Shadow Deputy Minister on the Standing Committee on the Auditor General
- In office 21 April 2023 – 28 May 2024
- Leader: John Steenhuisen
- Preceded by: Patricia Kopane
- Succeeded by: Position vacant

Shadow Deputy Minister of Environment, Forestry and Fisheries
- In office 5 December 2020 – 21 April 2023
- Leader: John Steenhuisen
- Preceded by: Hannah Winkler
- Succeeded by: Annerie Weber

Shadow Deputy Minister of Mineral Resources and Energy
- In office 5 June 2019 – 5 December 2020
- Leader: John Steenhuisen Mmusi Maimane
- Preceded by: Position created (Tandeka Gqada as Shadow Deputy Minister of Energy)
- Succeeded by: Position abolished

Member of the National Assembly of South Africa
- Incumbent
- Assumed office 22 May 2019

Personal details
- Born: 23 February 1962 (age 64)
- Party: Democratic Alliance
- Profession: Politician

= Cheryl Phillips (politician) =

South African politician

Cheryl Phillips (born 23 February 1962) is a South African politician from the North West who served in the National Assembly from May 2019 until May 2024. A member of the Democratic Alliance, she was the Shadow Deputy Minister of Mineral Resources and Energy from June 2019 to December 2020, the Shadow Deputy Minister of Environment, Forestry and Fisheries from December 2020 until April 2023 and the Shadow Deputy Minister of the Standing Committee on the Auditor General from April 2023 until May 2024. Phillips had previously served as a ward councillor in Rustenburg.

==Political career==
Phillips campaigned for the "Yes" vote in the 1992 referendum. She moved to Rustenburg in 2001 and joined the Democratic Party. She later joined the Democratic Alliance.

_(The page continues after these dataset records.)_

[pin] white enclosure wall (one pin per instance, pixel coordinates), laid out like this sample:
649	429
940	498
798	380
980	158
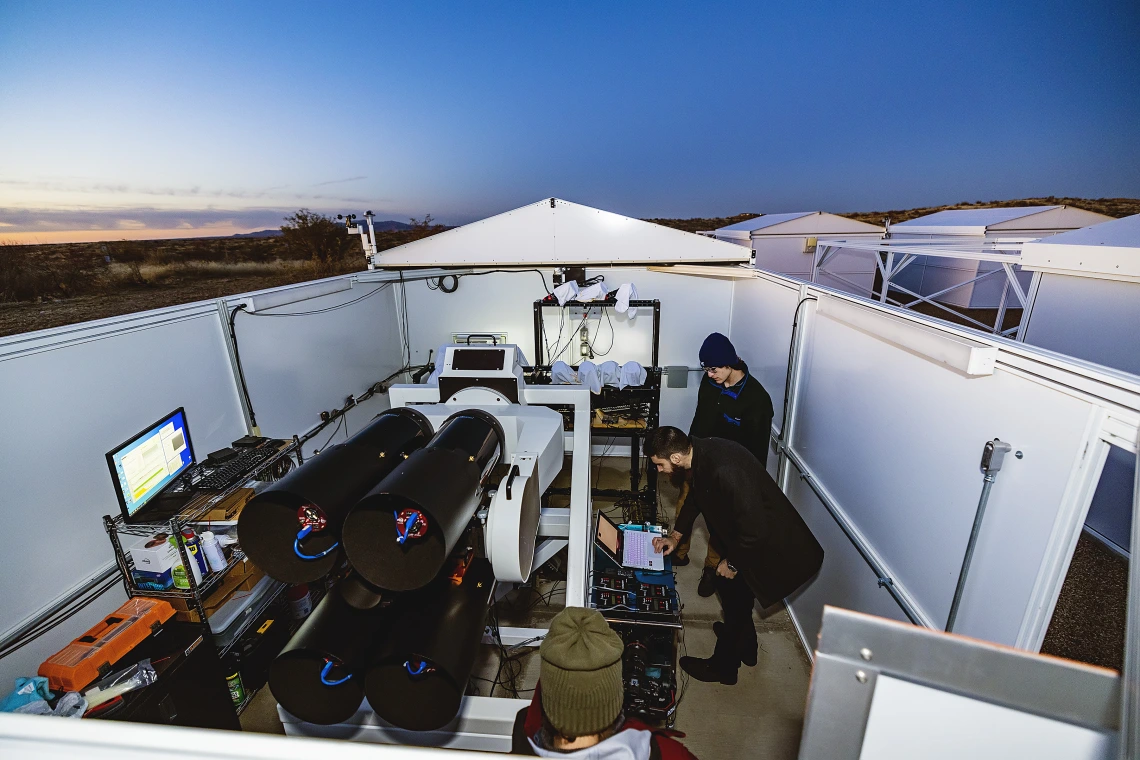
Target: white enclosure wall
894	439
73	393
68	397
1094	319
299	366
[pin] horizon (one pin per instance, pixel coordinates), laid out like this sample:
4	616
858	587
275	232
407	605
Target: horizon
205	121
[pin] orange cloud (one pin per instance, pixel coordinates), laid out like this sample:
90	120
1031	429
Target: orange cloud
98	236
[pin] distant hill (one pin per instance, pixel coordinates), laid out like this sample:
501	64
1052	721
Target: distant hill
388	226
262	233
1115	207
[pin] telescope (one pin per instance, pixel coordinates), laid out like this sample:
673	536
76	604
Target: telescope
292	530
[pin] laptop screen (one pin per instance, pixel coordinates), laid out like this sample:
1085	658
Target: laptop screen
608	533
147	463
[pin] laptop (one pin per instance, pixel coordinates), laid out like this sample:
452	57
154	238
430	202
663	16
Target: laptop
629	548
148	470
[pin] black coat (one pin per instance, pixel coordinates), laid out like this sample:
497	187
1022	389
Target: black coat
750	520
741	414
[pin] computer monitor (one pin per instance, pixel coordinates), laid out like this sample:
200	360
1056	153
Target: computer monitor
148	462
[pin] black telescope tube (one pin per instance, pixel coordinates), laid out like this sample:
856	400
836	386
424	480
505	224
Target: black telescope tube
319	675
325	488
421	676
441	485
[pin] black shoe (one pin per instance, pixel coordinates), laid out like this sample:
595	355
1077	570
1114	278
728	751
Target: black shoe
747	654
707	587
708	671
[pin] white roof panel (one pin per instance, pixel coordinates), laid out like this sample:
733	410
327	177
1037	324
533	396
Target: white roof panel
559	233
972	217
1107	251
746	226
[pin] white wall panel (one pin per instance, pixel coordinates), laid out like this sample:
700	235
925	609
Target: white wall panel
845	579
897	439
68	397
300	366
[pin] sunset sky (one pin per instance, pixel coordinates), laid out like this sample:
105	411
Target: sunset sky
178	120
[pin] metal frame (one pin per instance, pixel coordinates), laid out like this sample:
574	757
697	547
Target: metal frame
1006	253
855	650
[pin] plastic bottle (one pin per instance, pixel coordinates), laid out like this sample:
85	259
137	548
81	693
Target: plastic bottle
212	549
180	571
194	548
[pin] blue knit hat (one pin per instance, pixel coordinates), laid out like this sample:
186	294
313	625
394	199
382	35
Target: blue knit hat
718	351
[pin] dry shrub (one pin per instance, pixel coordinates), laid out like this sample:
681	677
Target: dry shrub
27	275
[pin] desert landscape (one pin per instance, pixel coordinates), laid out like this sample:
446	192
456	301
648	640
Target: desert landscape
43	286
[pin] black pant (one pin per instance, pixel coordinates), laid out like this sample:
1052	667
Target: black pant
739	634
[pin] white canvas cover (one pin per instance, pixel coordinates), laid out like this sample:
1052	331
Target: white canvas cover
559	233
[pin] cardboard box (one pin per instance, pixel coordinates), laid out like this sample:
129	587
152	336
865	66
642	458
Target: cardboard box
233	581
147	581
230	507
154	555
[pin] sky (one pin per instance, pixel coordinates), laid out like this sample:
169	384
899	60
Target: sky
176	120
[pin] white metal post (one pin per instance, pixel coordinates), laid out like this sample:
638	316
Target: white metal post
887	274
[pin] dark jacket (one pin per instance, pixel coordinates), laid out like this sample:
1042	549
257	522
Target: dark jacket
741	414
750	519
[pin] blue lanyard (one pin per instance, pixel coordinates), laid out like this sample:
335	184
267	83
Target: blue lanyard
729	392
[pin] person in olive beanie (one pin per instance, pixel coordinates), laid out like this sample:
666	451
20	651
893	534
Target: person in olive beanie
577	707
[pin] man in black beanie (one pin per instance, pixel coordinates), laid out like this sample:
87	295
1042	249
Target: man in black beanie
577	707
731	403
768	549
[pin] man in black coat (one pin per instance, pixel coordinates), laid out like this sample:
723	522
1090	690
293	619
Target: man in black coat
768	549
732	405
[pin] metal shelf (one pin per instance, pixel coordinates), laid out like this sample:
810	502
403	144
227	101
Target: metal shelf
271	597
193	513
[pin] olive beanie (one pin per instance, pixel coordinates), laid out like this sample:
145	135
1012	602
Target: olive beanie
580	672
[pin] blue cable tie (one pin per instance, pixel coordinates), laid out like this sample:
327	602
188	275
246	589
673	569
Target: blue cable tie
324	675
296	545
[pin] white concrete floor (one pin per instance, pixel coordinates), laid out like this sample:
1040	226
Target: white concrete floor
762	716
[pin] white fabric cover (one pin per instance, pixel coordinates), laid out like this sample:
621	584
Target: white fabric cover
627	293
611	374
632	374
589	376
563	374
595	292
566	292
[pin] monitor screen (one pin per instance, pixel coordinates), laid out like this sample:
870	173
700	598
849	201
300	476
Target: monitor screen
144	465
478	359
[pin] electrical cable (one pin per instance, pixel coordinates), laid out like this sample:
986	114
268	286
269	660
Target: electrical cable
318	311
791	349
237	360
612	335
60	617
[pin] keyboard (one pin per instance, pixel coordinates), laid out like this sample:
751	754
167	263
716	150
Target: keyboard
637	550
218	477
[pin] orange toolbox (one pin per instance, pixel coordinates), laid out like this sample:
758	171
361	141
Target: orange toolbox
88	658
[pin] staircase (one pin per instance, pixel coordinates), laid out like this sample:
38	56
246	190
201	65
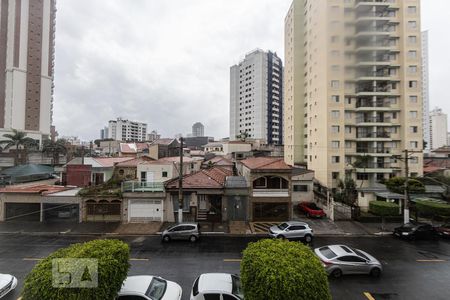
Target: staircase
202	215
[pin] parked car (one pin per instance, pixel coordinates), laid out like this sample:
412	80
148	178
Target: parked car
311	210
444	230
7	284
340	260
146	287
217	286
182	231
416	230
292	230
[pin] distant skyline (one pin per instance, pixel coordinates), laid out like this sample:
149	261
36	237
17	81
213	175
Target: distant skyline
167	63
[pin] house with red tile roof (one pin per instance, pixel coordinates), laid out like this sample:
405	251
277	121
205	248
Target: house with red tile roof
203	195
270	196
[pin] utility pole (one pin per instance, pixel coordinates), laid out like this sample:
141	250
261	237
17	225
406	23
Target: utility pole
180	185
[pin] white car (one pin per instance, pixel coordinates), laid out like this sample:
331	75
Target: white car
217	286
147	287
7	284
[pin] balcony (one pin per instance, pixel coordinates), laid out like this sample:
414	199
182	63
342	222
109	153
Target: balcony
137	186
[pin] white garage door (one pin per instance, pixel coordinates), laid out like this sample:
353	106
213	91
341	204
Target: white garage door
141	211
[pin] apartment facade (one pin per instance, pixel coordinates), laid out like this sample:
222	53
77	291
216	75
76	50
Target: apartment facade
125	130
353	89
256	97
198	129
425	92
27	44
438	129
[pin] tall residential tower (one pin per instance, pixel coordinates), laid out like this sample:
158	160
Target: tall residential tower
27	43
256	97
353	89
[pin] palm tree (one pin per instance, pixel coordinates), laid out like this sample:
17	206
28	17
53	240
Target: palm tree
17	139
55	149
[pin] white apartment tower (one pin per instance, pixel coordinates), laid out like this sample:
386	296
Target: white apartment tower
425	92
27	43
353	95
256	97
125	130
438	129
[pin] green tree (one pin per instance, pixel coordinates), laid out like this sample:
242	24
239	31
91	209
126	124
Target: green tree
55	149
397	185
281	270
111	257
18	140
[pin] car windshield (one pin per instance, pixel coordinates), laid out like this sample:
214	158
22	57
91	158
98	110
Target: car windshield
359	253
327	252
237	289
156	289
283	226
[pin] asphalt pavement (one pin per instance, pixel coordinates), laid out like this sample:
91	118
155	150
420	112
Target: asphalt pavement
412	270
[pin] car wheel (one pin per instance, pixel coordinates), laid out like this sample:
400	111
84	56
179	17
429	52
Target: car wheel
308	238
375	272
336	273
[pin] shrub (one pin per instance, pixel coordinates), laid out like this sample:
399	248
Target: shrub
113	265
383	208
431	208
280	270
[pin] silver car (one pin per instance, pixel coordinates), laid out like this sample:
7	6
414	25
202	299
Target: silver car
292	230
182	231
340	259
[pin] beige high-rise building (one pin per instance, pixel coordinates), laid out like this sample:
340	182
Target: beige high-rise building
353	96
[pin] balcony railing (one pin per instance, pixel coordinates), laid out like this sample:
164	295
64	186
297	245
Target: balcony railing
137	186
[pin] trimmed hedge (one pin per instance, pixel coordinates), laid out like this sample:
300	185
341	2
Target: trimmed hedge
280	270
113	265
383	208
432	208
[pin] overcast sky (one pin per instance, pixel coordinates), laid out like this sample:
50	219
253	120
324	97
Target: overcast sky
167	63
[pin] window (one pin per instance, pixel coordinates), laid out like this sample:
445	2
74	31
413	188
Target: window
335	114
413	114
300	188
335	144
413	99
412	24
335	84
412	54
413	84
412	10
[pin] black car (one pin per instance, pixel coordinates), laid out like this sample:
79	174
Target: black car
415	231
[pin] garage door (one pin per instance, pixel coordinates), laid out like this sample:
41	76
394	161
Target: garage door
23	211
141	211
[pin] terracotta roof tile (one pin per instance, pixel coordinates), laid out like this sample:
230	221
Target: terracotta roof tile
266	163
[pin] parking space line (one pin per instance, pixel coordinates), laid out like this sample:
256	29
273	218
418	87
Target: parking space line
369	296
232	260
431	260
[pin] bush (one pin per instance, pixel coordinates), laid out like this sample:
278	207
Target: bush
280	270
431	208
113	265
383	208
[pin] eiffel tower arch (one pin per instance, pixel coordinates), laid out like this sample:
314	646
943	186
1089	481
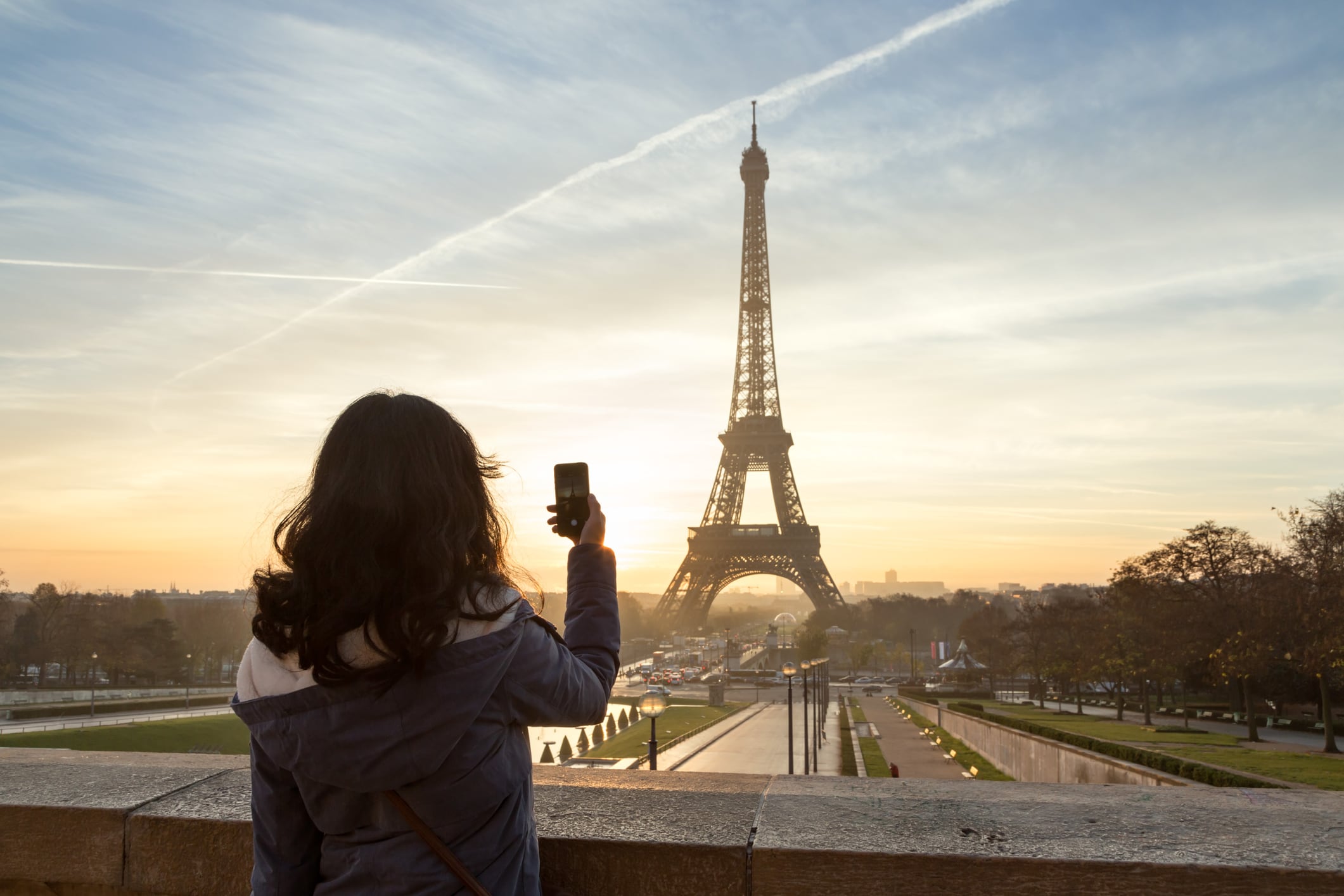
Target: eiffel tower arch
724	550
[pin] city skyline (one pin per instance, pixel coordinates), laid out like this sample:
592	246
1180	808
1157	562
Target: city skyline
1051	284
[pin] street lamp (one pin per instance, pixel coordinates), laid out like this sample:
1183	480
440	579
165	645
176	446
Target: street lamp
807	753
652	706
819	708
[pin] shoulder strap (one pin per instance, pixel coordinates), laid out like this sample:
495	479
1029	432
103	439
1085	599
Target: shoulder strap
436	844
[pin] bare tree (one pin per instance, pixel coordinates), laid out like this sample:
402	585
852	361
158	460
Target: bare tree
1315	563
1234	580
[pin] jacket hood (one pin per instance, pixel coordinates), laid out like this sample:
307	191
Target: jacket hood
357	739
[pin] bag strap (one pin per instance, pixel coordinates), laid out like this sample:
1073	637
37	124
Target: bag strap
436	844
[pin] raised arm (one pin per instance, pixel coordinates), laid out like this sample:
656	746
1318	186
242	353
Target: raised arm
569	682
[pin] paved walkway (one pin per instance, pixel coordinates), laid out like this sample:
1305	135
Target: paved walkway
110	719
904	745
760	745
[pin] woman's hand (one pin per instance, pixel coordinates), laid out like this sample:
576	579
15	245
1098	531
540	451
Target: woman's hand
594	531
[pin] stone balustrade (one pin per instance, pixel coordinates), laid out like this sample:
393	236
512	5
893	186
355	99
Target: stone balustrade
97	824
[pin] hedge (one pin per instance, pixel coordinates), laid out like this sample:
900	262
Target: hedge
143	704
1162	762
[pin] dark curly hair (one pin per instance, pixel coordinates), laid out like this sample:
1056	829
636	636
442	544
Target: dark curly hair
395	534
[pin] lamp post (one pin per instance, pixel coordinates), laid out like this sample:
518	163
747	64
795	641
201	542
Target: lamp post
819	708
807	753
652	706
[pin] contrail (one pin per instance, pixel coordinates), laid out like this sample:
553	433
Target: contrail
786	91
362	281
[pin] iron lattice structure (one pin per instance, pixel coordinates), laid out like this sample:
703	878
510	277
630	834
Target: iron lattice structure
724	550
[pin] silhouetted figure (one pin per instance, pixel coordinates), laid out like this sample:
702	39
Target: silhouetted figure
395	668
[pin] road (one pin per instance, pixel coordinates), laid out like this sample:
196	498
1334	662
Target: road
761	745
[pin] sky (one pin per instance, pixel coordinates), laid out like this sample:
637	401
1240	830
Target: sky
1053	280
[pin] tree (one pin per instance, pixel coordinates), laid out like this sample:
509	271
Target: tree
1315	561
1229	584
990	637
48	603
1072	643
1032	634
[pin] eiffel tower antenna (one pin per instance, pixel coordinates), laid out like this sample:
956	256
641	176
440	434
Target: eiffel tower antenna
724	550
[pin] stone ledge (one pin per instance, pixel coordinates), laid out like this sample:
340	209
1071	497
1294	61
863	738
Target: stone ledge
93	824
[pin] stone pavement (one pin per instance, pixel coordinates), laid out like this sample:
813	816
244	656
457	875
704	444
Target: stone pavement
904	745
761	745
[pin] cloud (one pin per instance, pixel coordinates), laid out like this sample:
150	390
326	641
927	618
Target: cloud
784	93
363	281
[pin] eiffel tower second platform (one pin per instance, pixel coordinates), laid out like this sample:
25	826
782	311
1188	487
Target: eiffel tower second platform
722	548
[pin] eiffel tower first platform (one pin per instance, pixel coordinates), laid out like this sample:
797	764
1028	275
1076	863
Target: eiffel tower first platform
724	550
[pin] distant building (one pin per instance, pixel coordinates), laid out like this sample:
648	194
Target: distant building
918	589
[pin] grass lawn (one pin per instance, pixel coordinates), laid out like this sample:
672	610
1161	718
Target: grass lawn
1109	729
172	735
675	720
873	759
847	765
1323	771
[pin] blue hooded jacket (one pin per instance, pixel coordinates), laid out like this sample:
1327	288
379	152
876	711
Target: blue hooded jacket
453	743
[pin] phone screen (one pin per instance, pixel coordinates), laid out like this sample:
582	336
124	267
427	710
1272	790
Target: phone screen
570	481
572	499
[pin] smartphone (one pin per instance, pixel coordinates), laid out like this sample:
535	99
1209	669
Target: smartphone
570	499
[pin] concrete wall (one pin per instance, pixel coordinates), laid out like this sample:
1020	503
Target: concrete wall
1040	759
100	824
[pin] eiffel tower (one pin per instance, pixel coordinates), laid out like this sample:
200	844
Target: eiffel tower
720	548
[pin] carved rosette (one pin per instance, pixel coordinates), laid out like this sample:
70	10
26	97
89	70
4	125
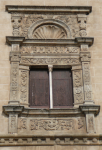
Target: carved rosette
82	25
16	23
77	85
90	123
13	123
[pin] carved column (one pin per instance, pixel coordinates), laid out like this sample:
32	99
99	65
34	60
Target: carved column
24	85
14	77
88	108
77	85
16	23
85	59
50	83
82	24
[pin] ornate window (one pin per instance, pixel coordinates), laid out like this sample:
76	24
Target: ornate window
54	37
50	92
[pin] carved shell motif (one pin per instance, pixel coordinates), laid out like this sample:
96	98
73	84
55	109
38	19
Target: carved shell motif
49	32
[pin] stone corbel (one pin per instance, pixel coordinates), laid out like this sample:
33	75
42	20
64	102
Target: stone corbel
89	108
82	19
13	112
90	111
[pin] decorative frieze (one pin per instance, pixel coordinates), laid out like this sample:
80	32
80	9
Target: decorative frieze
47	61
28	125
33	140
49	50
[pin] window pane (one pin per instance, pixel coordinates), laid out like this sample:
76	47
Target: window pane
62	88
39	88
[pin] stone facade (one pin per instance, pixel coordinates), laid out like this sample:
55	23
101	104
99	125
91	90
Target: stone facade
76	43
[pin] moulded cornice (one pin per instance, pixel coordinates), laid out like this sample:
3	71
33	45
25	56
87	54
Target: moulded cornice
77	41
49	9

In 2014, she was appointed to her ward's committee. Phillips was elected as the ward councillor for ward 16 in a by-election in January 2016.

==Parliamentary career==
In 2019, she was elected to the National Assembly of South Africa on the regional list of the DA. On 5 June 2019, she was appointed as the party's Shadow Deputy Minister of Mineral Resources and Energy.

In December 2020, she was appointed Shadow Deputy Minister of Environment, Forestry and Fisheries in the new Shadow Cabinet led by John Steenhuisen.

Phillips was appointed as Shadow Deputy Minister on the Standing Committee on the Auditor-General and as an Additional Member on Mineral Resources and Energy, with a focus on illegal mining on 21 April 2023.

Phillips did not stand for re-election to the National Assembly at the 2024 general election.
===Committee membership===

- Portfolio Committee on Environment, Forestry and Fisheries
- Portfolio Committee on Mineral Resources and Energy

==Personal life==
Phillips is married and has children.